HMRC have recently lost another high-profile IR35 case. Kaye Adams, the presenter of ITV’s Loose Women programme, has successfully challenged HMRC on her employment status, with a First Tier Tribunal (FTT) finding the terms of her personal services contract for BBC radio shows meant she was not an employee.
In Atholl House Productions Ltd v HMRC  UKFTT 0242, TC07088, the tribunal stated that the essential issue was whether, if the services supplied by the taxpayer to the BBC had been supplied under a contract directly between the presenter and the BBC, the taxpayer would have been regarded for income tax purposes as an employee of the BBC.
Much of the argument centred on whether the written contract matched what actually occurred in practice, with particular focus on the taxpayer’s ability to provide a substitute if she was not available, mutuality of obligation, and control.
The FTT also made the following important observations:
‘in the current age of flexible working, when employees frequently work from home, using their own equipment, the fact that a putative employee fulfils the terms of the agreement by working from home and using his or her own computer is not as potent a contra-indicator of employment status as it once was;
Similarly, whilst requiring the putative employee to wear a uniform would be consistent with employment status, the contrary cannot be said to indicate very much; as many employees wear their own clothes to work, the fact that a putative employee wears his or her own clothes when fulfilling the terms of an agreement cannot be said to indicate that the agreement is not an employment contract; and the same cannot be said about holiday and sick pay, maternity leave and an entitlement to a pension. These are all common features of an employment contract and therefore their absence from a contract would generally be regarded as being inconsistent with the conclusion that the contract is a contract of service.’
The tribunal heard evidence from the taxpayer, who made a number of points to counter claims that she had employed status. These included not being paid when she missed shows on account of family responsibilities; being suspended for three weeks and receiving no fees in that period; and that whilst on air, she would have ultimate control over which call to take, what questions to ask and what direction the show should follow.
The tribunal found in the taxpayer’s favour. In doing so, the tribunal indicated a number of significant differences between her case and that of the BBC presenter Christa Ackroyd (see March 2018 issue), who was deemed to be an employee, even though she worked via a PSC. The differences included:
- Length of contract – the contract between the BBC and Ms Ackroyd’s service company was much longer than in the Adams’ case, where each contract was for approximately one year.

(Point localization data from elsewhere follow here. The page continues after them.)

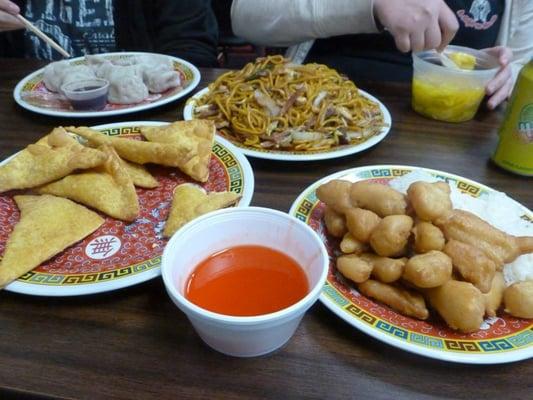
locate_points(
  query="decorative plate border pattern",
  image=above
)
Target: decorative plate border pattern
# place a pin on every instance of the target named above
(239, 174)
(336, 152)
(460, 350)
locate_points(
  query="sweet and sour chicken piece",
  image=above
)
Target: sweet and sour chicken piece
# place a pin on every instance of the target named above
(405, 301)
(429, 200)
(381, 199)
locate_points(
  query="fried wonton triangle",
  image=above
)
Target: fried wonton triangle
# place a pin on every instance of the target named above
(107, 188)
(190, 201)
(197, 134)
(140, 152)
(51, 158)
(140, 175)
(47, 226)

- Income level – the ratio of Ms Ackroyd’s non-BBC income to her BBC income was materially different, as almost all (between 96% and 98%) derived from the BBC, whereas Ms Adams had a number of other sources of income.
- Control – Ms Ackroyd was given a clothing allowance and the BBC had first call on her time, she attended BBC training sessions, and the BBC could tell her whom she was interviewing. None of these features was present in the relationship between the BBC and Adams. Ms Ackroyd was required to obtain the consent of the BBC for her non-BBC engagements whereas, in practice, this was not the case with Adams.
This case reaffirms the importance of looking beyond the contract and examining things holistically, including all the details pertaining to the individual.